MEDITAZIONE GIOVANNI PAOLO II," Dives in misericordia, 8"

MEDITAZIONE
La croce di Cristo sul Calvario è anche testimonianza della forza del
male verso lo stesso Figlio di Dio, verso colui che, unico fra tutti i
figli degli uomini, era per sua natura assolutamente innocente e libero
dal peccato, e la cui venuta nel mondo fu esente dalla disobbedienza di
Adamo e dall'eredità del peccato originale. Ed ecco, proprio in lui, in
Cristo, viene fatta giustizia del peccato a prezzo del suo sacrificio,
della sua obbedienza "fino alla morte" (Fil 2,8). Colui, che era senza
peccato, "Dio lo trattò da peccato in nostro favore" (2Cor 5,21). Viene
anche fatta giustizia della morte che, dagli inizi della storia
dell'uomo, si era alleata col peccato. Questo far giustizia della morte
avviene a prezzo della morte di colui, che era senza peccato e che unico
poteva - mediante la propria morte - infliggere morte alla morte (cf.

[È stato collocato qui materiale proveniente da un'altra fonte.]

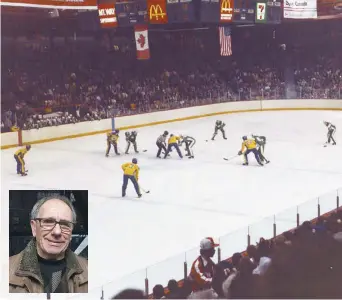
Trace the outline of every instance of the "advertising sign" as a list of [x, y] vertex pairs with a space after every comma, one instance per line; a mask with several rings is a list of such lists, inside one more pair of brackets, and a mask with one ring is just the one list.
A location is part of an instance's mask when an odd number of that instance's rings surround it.
[[284, 0], [285, 19], [316, 19], [317, 0]]

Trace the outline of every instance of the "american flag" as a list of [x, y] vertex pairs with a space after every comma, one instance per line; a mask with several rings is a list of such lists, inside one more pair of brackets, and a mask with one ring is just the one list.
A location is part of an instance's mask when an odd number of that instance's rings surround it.
[[220, 48], [221, 48], [221, 56], [230, 56], [233, 54], [232, 52], [232, 37], [230, 27], [220, 26]]

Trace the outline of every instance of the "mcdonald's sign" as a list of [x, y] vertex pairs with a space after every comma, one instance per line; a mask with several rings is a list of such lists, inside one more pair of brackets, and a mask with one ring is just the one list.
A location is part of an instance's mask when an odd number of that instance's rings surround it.
[[165, 24], [168, 22], [166, 0], [148, 0], [148, 18], [151, 24]]
[[234, 0], [220, 0], [220, 21], [232, 22], [234, 12]]

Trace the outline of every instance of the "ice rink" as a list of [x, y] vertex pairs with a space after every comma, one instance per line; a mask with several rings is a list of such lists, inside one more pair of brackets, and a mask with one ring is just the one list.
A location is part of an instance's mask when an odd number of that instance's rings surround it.
[[[220, 133], [210, 140], [217, 119], [226, 123], [227, 140]], [[337, 146], [323, 147], [323, 120], [336, 125]], [[157, 159], [155, 141], [164, 130], [193, 136], [195, 159], [181, 160], [175, 151], [169, 159]], [[106, 158], [104, 134], [33, 145], [25, 156], [27, 177], [16, 175], [15, 149], [1, 151], [5, 207], [9, 189], [89, 190], [90, 290], [196, 247], [203, 237], [218, 239], [342, 186], [339, 111], [227, 114], [137, 131], [139, 149], [147, 150], [138, 155]], [[252, 154], [248, 167], [242, 157], [224, 161], [250, 134], [267, 137], [265, 156], [271, 163], [259, 167]], [[124, 131], [119, 148], [125, 148]], [[121, 198], [120, 166], [133, 157], [140, 184], [151, 191], [141, 199], [131, 184], [127, 198]]]

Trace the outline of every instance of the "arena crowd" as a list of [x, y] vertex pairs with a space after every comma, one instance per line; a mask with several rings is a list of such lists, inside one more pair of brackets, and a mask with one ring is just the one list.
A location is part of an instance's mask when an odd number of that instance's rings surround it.
[[4, 37], [1, 131], [226, 101], [342, 98], [341, 42], [279, 45], [265, 34], [258, 43], [247, 31], [222, 58], [215, 32], [151, 32], [149, 61], [136, 60], [125, 36]]
[[[211, 244], [211, 245], [210, 245]], [[154, 286], [153, 299], [341, 299], [342, 210], [316, 222], [304, 222], [273, 240], [260, 239], [244, 253], [215, 264], [211, 238], [182, 284], [171, 279], [167, 290]], [[147, 298], [125, 289], [112, 299]]]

1Cor 15,54ss). In tal modo la croce di Cristo, sulla quale il Figlio,
consostanziale al Padre, rende piena giustizia a Dio, è anche una
rivelazione radicale della misericordia, ossia dell'amore che va contro
a ciò che costituisce la radice stessa del male nella storia dell'uomo:
contro al peccato e alla morte.
La croce è il più profondo chinarsi della Divinità sull'uomo e su ciò che
l'uomo - specialmente nei momenti difficili e dolorosi - chiama il suo
infelice destino. La croce è come un tocco dell'eterno amore sulle ferite
più dolorose dell'esistenza terrena dell'uomo, è il compimento sino alla
fine del programma messianico, che Cristo formulò una volta nella
sinagoga di Nazaret (cf. Lc 4,18-21) e ripeté poi dinanzi agli inviati
di Giovanni Battista (cf. Lc 7,20-23). Secondo le parole scritte già
nella profezia di Isaia (cf. Is 35,5; 6,1-3), tale programma consisteva
nella rivelazione dell'amore misericordioso verso i poveri, i sofferenti
e i prigionieri, verso i non vedenti, gli oppressi e i peccatori. Nel
mistero pasquale viene oltrepassato il limite del molteplice male, di cui
l'uomo diventa partecipo e nell'esistenza terrena: la croce di Cristo,
infatti, ci fa comprendere le più profonde radici del male, che affondano
nel peccato e nella morte, e così diventa un segno escatologico. Soltanto
nel compimento escatologico e nel definitivo rinnovamento del mondo,
l'amore in tutti gli eletti vincerà le sorgenti più profonde del male,
portando quale frutto pienamente maturo il Regno della vita e della
santità e dell'immortalità gloriosa. Il fondamento di tale compimento
escatologico è già racchiuso nella croce di Cristo e nella sua morte. Il
fatto che Cristo "è risuscitato il terzo giorno" (1Cor 15,4) costituisce
il segno finale della missione messianica, segno che corona l'intera
rivelazione dell'amore misericordioso nel mondo soggetto al male. Ciò
costituisce al tempo stesso il segno, che preannuncia "un nuovo cielo e
una nuova terra" (Ap 21,1), quando Dio "tergerà ogni lacrima dai loro
occhi; non ci sarà più la morte, né lutto, né lamento, né affanno, perché
le cose di prima sono passate" (Ap 21,4).